After an MRI, doctors felt surgery was a good option, so Carter decided to see if he could start this season pain-free.
The 6-foot-10 Carter said he added 15 pounds during the offseason, going from 255 to 270 pounds. He's hoping he'll be better equipped to guard some of the league's taller centers, but coach Jim Boylen said the team didn't ask him to add weight.
"I just think he's filling out," Boylen said. "He's just a big dude. He's proportioned. He's 6 percent body fat. I mean, I never heard of that for a guy that (size). Dream was like that."
That's a reference to Hakeem Olajuwon, who was at the peak of his career when Boylen was an assistant with the Houston Rockets in the 1990s. Boylen isn't suggesting Carter will become one of the NBA's great centers like Olajuwon. But he sees some physical similarities.

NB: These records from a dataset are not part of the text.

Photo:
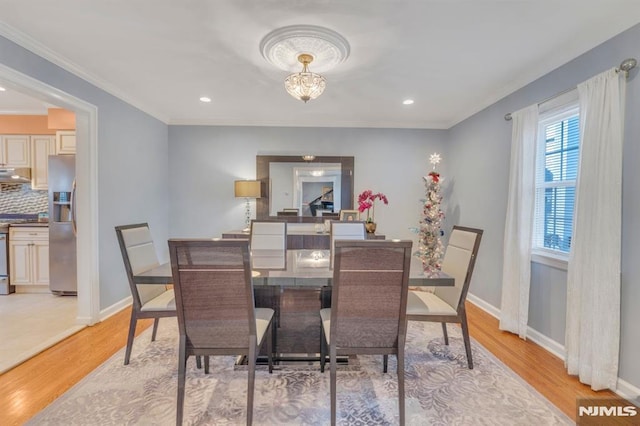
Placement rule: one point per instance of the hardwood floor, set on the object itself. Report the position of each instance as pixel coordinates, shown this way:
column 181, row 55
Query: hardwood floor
column 33, row 385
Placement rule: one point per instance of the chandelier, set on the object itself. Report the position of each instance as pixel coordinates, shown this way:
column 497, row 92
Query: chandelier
column 290, row 46
column 305, row 85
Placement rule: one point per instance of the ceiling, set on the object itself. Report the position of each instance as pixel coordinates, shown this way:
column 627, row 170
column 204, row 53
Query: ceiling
column 452, row 57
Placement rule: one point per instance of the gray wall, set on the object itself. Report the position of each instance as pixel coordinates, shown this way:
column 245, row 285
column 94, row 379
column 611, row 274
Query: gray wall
column 480, row 146
column 132, row 160
column 205, row 160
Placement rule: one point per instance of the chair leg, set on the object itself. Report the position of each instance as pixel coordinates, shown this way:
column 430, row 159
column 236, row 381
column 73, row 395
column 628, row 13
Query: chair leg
column 323, row 349
column 444, row 332
column 132, row 331
column 400, row 356
column 332, row 367
column 270, row 346
column 252, row 380
column 182, row 366
column 465, row 336
column 155, row 329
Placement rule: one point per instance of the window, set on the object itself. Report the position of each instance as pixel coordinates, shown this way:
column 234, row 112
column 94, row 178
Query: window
column 558, row 151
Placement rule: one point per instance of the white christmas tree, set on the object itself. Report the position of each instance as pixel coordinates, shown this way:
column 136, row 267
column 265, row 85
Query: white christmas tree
column 430, row 248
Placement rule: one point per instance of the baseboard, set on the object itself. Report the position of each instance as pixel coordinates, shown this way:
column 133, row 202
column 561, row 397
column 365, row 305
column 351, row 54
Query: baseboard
column 115, row 308
column 485, row 306
column 547, row 343
column 625, row 389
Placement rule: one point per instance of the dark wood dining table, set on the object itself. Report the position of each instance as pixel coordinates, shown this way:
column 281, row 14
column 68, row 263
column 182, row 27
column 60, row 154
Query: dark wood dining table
column 300, row 268
column 296, row 285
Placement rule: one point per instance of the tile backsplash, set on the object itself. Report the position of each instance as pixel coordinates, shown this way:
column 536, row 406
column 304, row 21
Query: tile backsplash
column 22, row 199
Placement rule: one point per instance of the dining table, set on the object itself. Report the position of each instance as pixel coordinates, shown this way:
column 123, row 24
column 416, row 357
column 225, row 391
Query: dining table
column 297, row 268
column 296, row 284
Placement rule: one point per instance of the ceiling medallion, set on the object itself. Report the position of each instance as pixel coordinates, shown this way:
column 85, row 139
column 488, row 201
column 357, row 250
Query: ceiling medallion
column 287, row 47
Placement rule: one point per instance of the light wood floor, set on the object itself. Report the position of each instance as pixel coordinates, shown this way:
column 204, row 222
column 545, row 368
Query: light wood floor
column 33, row 385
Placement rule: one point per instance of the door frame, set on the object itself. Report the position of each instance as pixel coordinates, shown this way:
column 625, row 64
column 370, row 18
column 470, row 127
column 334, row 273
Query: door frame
column 87, row 184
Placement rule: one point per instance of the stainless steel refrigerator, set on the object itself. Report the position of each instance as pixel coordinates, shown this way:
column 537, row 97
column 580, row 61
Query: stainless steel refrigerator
column 62, row 225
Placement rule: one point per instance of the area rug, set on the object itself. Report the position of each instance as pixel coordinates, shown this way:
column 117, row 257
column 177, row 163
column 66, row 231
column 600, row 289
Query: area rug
column 440, row 389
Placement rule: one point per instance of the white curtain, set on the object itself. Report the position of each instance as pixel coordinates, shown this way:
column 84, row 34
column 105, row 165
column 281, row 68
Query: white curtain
column 593, row 285
column 518, row 230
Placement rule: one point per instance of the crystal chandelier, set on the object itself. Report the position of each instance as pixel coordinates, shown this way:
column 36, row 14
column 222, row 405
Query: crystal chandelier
column 305, row 85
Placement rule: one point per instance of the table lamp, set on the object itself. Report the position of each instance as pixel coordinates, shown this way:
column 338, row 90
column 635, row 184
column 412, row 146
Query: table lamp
column 247, row 189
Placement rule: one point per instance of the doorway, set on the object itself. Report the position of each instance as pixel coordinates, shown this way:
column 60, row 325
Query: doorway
column 88, row 304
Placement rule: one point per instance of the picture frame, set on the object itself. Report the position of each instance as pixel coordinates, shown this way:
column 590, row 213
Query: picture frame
column 349, row 215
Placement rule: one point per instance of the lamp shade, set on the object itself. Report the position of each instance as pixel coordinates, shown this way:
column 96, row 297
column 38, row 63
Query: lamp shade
column 247, row 188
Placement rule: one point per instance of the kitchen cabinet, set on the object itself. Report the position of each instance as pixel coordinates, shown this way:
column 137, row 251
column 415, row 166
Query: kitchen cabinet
column 66, row 142
column 29, row 255
column 41, row 147
column 15, row 151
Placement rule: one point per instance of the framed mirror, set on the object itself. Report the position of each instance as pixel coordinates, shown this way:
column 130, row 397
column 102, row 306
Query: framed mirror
column 294, row 188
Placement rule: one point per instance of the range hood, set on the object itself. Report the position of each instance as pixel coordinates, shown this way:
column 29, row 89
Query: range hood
column 15, row 175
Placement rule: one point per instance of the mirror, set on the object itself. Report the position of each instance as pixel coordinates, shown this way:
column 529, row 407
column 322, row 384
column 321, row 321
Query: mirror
column 305, row 189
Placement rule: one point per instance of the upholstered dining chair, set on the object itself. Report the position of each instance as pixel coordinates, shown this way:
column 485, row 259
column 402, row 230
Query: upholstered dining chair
column 447, row 304
column 345, row 230
column 149, row 300
column 368, row 306
column 216, row 309
column 268, row 241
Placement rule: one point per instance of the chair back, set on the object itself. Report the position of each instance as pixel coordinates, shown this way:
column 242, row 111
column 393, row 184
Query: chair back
column 139, row 255
column 369, row 293
column 345, row 230
column 268, row 235
column 214, row 294
column 268, row 244
column 459, row 260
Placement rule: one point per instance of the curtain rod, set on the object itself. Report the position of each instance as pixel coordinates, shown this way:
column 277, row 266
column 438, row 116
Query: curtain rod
column 625, row 66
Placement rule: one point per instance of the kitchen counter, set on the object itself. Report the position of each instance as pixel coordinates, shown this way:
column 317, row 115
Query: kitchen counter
column 20, row 224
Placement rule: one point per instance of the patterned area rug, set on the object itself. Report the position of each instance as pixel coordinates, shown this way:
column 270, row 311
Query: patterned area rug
column 440, row 389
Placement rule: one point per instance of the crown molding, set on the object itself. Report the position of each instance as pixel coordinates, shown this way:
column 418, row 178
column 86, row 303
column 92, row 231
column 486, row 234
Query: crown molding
column 229, row 122
column 27, row 42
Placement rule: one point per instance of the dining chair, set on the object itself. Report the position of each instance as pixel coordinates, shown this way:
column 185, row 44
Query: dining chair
column 345, row 230
column 447, row 304
column 268, row 242
column 368, row 313
column 149, row 300
column 216, row 309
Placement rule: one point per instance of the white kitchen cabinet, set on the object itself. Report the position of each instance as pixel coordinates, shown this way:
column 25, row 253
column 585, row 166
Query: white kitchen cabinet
column 29, row 255
column 15, row 151
column 66, row 142
column 41, row 147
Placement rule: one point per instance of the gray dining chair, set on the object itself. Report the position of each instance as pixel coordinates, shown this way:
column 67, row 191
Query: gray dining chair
column 149, row 300
column 216, row 308
column 447, row 304
column 268, row 243
column 344, row 230
column 368, row 306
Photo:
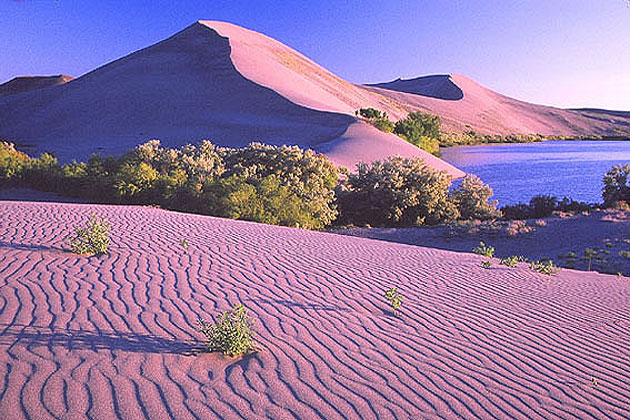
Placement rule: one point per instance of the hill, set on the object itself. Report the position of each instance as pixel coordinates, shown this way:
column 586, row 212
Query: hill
column 28, row 83
column 115, row 336
column 488, row 112
column 214, row 81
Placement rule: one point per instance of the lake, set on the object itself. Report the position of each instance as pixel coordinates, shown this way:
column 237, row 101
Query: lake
column 517, row 172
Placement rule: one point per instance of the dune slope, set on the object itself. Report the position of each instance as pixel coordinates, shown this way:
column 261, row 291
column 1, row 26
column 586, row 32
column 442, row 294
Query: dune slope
column 27, row 83
column 489, row 112
column 210, row 81
column 114, row 336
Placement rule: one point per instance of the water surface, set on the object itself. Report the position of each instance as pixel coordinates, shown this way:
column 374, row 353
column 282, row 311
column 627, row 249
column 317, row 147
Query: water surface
column 517, row 172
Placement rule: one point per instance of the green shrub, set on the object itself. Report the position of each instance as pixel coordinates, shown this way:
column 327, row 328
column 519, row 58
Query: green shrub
column 395, row 192
column 617, row 185
column 420, row 129
column 544, row 267
column 472, row 199
column 394, row 298
column 483, row 250
column 542, row 205
column 92, row 238
column 12, row 163
column 232, row 334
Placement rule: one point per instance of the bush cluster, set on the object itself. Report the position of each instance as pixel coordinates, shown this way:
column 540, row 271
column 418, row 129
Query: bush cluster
column 269, row 184
column 405, row 192
column 617, row 185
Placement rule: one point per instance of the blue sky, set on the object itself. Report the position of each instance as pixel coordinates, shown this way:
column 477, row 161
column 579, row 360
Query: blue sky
column 568, row 53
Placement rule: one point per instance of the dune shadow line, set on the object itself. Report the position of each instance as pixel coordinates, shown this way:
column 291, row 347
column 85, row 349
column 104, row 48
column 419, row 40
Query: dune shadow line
column 95, row 340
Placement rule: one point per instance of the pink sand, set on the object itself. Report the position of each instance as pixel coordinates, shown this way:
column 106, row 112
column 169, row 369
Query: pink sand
column 110, row 337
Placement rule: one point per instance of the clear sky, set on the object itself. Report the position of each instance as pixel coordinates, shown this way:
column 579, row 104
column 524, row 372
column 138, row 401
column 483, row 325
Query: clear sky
column 568, row 53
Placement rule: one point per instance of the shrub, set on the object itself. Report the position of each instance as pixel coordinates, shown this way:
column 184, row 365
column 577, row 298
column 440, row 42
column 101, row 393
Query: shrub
column 472, row 200
column 395, row 192
column 542, row 206
column 420, row 129
column 12, row 163
column 394, row 298
column 232, row 334
column 617, row 185
column 511, row 261
column 92, row 238
column 483, row 250
column 544, row 267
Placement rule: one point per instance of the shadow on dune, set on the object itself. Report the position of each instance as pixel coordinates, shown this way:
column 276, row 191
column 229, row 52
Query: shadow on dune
column 94, row 340
column 28, row 247
column 305, row 306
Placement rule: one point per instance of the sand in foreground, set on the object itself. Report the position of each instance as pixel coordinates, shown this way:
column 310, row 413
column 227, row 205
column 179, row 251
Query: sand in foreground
column 111, row 337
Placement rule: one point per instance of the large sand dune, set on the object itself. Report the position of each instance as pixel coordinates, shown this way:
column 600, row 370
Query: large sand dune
column 212, row 81
column 489, row 112
column 111, row 337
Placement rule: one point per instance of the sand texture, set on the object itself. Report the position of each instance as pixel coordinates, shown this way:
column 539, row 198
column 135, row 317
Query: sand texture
column 229, row 85
column 114, row 336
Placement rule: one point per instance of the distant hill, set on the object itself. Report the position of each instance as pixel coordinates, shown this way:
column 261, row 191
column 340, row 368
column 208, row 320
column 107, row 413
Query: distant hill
column 218, row 81
column 489, row 112
column 438, row 86
column 27, row 83
column 214, row 81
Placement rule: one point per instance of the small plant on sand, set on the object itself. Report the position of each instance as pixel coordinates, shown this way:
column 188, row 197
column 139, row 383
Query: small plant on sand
column 544, row 267
column 482, row 249
column 510, row 261
column 92, row 238
column 394, row 298
column 233, row 333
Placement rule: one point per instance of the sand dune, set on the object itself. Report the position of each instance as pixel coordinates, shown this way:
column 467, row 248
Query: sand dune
column 210, row 81
column 489, row 112
column 111, row 337
column 27, row 83
column 439, row 86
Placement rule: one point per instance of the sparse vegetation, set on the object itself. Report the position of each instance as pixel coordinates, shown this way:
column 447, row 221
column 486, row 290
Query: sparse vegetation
column 484, row 250
column 232, row 334
column 617, row 185
column 545, row 267
column 396, row 192
column 472, row 199
column 394, row 298
column 92, row 238
column 422, row 130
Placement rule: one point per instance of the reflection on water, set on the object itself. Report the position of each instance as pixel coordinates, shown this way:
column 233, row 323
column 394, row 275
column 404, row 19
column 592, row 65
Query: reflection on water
column 517, row 172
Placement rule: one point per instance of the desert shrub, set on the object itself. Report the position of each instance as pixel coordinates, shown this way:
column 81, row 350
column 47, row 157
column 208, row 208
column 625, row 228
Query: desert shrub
column 12, row 163
column 300, row 175
column 420, row 129
column 484, row 250
column 383, row 124
column 372, row 114
column 544, row 267
column 511, row 261
column 232, row 334
column 92, row 238
column 472, row 199
column 394, row 298
column 395, row 192
column 542, row 206
column 264, row 200
column 617, row 185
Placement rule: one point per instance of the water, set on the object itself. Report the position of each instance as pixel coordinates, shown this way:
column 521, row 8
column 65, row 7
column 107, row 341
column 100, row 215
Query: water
column 517, row 172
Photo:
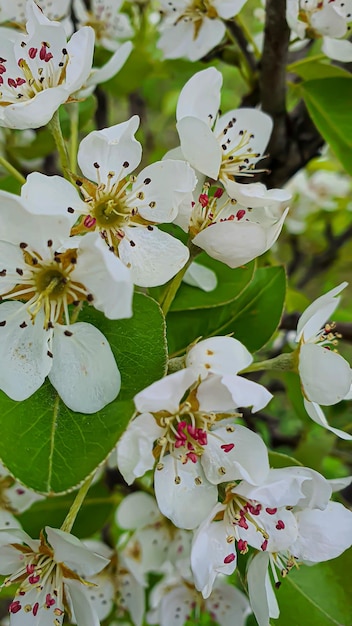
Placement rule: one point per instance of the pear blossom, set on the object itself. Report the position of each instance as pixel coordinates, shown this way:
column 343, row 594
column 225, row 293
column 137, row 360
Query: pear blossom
column 109, row 24
column 154, row 540
column 50, row 574
column 126, row 209
column 115, row 587
column 40, row 70
column 191, row 28
column 174, row 599
column 46, row 269
column 322, row 534
column 222, row 147
column 179, row 431
column 326, row 376
column 322, row 190
column 54, row 10
column 257, row 516
column 326, row 19
column 14, row 496
column 228, row 230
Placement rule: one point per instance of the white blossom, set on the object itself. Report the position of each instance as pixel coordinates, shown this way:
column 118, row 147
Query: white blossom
column 40, row 70
column 126, row 209
column 179, row 432
column 110, row 25
column 323, row 18
column 325, row 375
column 221, row 147
column 46, row 269
column 49, row 574
column 191, row 29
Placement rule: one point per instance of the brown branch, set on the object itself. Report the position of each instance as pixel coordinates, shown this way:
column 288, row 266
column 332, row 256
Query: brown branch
column 273, row 75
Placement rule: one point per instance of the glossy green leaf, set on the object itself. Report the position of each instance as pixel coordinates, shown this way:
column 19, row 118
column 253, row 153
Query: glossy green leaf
column 97, row 508
column 252, row 316
column 50, row 448
column 328, row 101
column 318, row 595
column 231, row 284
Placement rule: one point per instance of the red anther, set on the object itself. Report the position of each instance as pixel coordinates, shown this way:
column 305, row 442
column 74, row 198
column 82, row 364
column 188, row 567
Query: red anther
column 227, row 447
column 229, row 558
column 203, row 199
column 243, row 523
column 33, row 580
column 89, row 221
column 193, row 431
column 254, row 510
column 202, row 437
column 242, row 546
column 15, row 606
column 49, row 601
column 43, row 52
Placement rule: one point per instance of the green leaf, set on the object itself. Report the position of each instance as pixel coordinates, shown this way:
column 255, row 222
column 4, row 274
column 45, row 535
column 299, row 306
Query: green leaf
column 61, row 447
column 318, row 595
column 252, row 316
column 328, row 101
column 279, row 460
column 230, row 285
column 95, row 511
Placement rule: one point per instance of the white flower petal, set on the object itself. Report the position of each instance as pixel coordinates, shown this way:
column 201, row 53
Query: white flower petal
column 218, row 355
column 135, row 447
column 235, row 453
column 84, row 371
column 84, row 612
column 105, row 276
column 200, row 146
column 154, row 258
column 113, row 147
column 337, row 49
column 137, row 510
column 323, row 535
column 211, row 553
column 168, row 182
column 189, row 500
column 317, row 313
column 198, row 275
column 325, row 376
column 316, row 414
column 246, row 392
column 71, row 551
column 24, row 357
column 165, row 394
column 200, row 96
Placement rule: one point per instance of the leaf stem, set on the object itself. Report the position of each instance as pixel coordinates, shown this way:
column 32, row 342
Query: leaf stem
column 76, row 505
column 283, row 362
column 173, row 286
column 55, row 129
column 12, row 170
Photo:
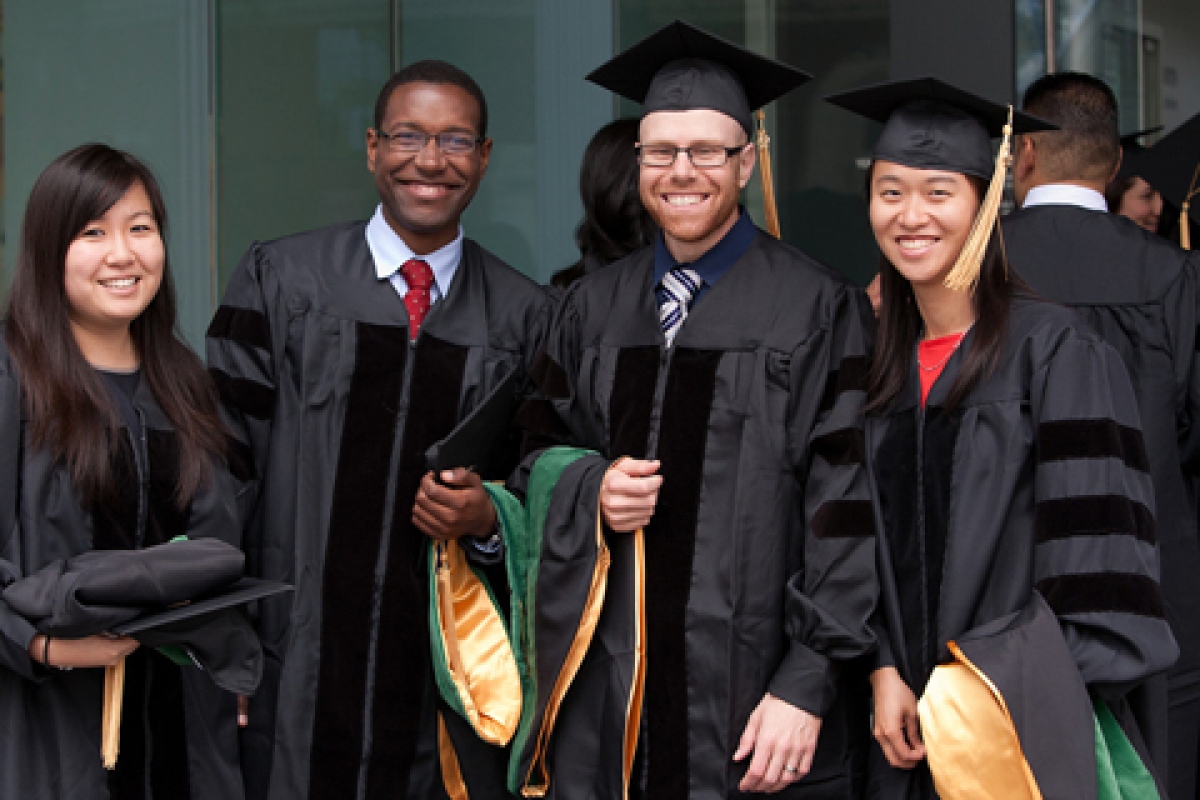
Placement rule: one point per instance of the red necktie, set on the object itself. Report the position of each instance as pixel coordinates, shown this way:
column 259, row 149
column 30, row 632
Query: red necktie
column 419, row 277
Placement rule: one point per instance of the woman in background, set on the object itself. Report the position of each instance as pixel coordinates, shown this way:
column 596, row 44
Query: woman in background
column 615, row 223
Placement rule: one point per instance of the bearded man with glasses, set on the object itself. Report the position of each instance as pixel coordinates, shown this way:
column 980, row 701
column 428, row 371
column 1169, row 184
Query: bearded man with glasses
column 342, row 354
column 719, row 378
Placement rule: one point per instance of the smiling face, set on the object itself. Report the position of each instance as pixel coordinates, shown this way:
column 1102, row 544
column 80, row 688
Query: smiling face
column 1141, row 204
column 425, row 193
column 921, row 218
column 113, row 269
column 694, row 206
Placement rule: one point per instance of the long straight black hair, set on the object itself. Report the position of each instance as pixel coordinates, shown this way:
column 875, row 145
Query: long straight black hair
column 71, row 411
column 900, row 325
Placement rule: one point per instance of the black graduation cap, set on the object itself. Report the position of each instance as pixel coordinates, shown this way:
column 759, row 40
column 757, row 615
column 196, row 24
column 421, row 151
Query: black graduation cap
column 928, row 124
column 478, row 441
column 1173, row 167
column 1133, row 140
column 931, row 125
column 682, row 67
column 238, row 594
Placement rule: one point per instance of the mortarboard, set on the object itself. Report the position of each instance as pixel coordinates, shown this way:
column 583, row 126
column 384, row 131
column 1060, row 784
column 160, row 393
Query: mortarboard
column 682, row 67
column 929, row 124
column 1173, row 167
column 478, row 441
column 238, row 594
column 1132, row 149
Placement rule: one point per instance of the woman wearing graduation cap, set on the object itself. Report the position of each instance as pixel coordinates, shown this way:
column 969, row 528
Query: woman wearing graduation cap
column 1009, row 477
column 109, row 440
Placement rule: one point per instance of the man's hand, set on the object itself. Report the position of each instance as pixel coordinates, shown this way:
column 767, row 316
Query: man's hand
column 100, row 650
column 897, row 725
column 457, row 506
column 629, row 493
column 783, row 739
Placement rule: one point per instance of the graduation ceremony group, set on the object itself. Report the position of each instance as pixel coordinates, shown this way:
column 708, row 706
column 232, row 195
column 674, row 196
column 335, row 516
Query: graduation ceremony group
column 701, row 519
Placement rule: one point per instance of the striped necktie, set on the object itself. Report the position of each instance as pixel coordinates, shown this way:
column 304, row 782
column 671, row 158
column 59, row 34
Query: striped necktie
column 676, row 292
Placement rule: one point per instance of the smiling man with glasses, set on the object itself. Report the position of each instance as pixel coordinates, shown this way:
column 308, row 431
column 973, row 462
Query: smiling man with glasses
column 343, row 354
column 719, row 378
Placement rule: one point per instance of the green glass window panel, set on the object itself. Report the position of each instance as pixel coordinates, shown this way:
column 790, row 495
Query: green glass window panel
column 297, row 84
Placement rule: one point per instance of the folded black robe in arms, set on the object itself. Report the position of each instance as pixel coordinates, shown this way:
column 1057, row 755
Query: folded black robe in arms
column 179, row 735
column 760, row 560
column 1039, row 481
column 312, row 356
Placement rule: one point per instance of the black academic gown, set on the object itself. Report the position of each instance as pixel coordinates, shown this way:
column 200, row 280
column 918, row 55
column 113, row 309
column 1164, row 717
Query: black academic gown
column 1039, row 481
column 312, row 355
column 1143, row 295
column 179, row 737
column 760, row 558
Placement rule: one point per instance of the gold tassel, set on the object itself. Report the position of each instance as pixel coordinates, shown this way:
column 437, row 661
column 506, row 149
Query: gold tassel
column 1185, row 227
column 965, row 274
column 111, row 725
column 768, row 184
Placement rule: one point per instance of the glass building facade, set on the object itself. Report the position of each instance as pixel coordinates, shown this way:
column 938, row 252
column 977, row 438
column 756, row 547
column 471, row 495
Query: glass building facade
column 253, row 113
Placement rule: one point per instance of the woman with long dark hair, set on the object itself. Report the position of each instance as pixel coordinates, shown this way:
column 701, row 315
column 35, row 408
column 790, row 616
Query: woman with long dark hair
column 111, row 439
column 615, row 221
column 1007, row 458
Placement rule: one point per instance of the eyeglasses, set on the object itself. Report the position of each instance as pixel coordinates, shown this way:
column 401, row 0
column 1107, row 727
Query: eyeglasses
column 700, row 155
column 449, row 142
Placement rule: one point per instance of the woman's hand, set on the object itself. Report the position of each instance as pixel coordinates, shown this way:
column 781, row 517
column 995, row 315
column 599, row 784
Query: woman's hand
column 897, row 725
column 100, row 650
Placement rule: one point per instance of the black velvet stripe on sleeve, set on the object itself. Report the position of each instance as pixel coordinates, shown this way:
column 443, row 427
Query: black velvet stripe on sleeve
column 241, row 325
column 670, row 548
column 850, row 376
column 250, row 397
column 549, row 377
column 166, row 722
column 1093, row 516
column 841, row 447
column 154, row 737
column 402, row 660
column 844, row 519
column 1104, row 591
column 1066, row 439
column 631, row 401
column 541, row 422
column 355, row 524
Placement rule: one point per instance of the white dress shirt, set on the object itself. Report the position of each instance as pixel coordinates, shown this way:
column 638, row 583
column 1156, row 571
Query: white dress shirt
column 1066, row 194
column 390, row 252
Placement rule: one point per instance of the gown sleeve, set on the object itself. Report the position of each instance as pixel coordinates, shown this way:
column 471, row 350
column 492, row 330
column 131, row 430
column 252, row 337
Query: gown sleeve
column 552, row 413
column 245, row 347
column 16, row 632
column 831, row 600
column 1096, row 559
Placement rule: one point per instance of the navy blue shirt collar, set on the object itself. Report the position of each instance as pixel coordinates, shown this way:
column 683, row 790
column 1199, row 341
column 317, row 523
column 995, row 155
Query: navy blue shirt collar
column 718, row 260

"I didn't have a chance to coach Hakeem at 19 and 20," Boylen said. "But the combination of (Carter's) intelligence, his feet, his instincts, his physical presence, I think give him -- with the experience -- the ability to do some of those things, the ability to impact the game at both ends. "We don't really talk about him being a center. I talk about him being a dominant player on the defensive end and an evolving player on the offensive end."
Gafford 's hyperextended left elbow had Boylen concerned on Tuesday. The second-round draft pick ended up not going for an MRI exam and was able to return to practice. Luke Kornet (turf toe) and Chandler Hutchison (hamstring) remain sidelined.
"Yeah, (Gafford) didn't go for any further testing," Boylen said. "We gave him a glass of milk and sent him out there.
"You're never going to be 100 percent, so you kind of have to learn how to play with a nick or two, and I thought both of those guys kind of fought through. It was a tough practice."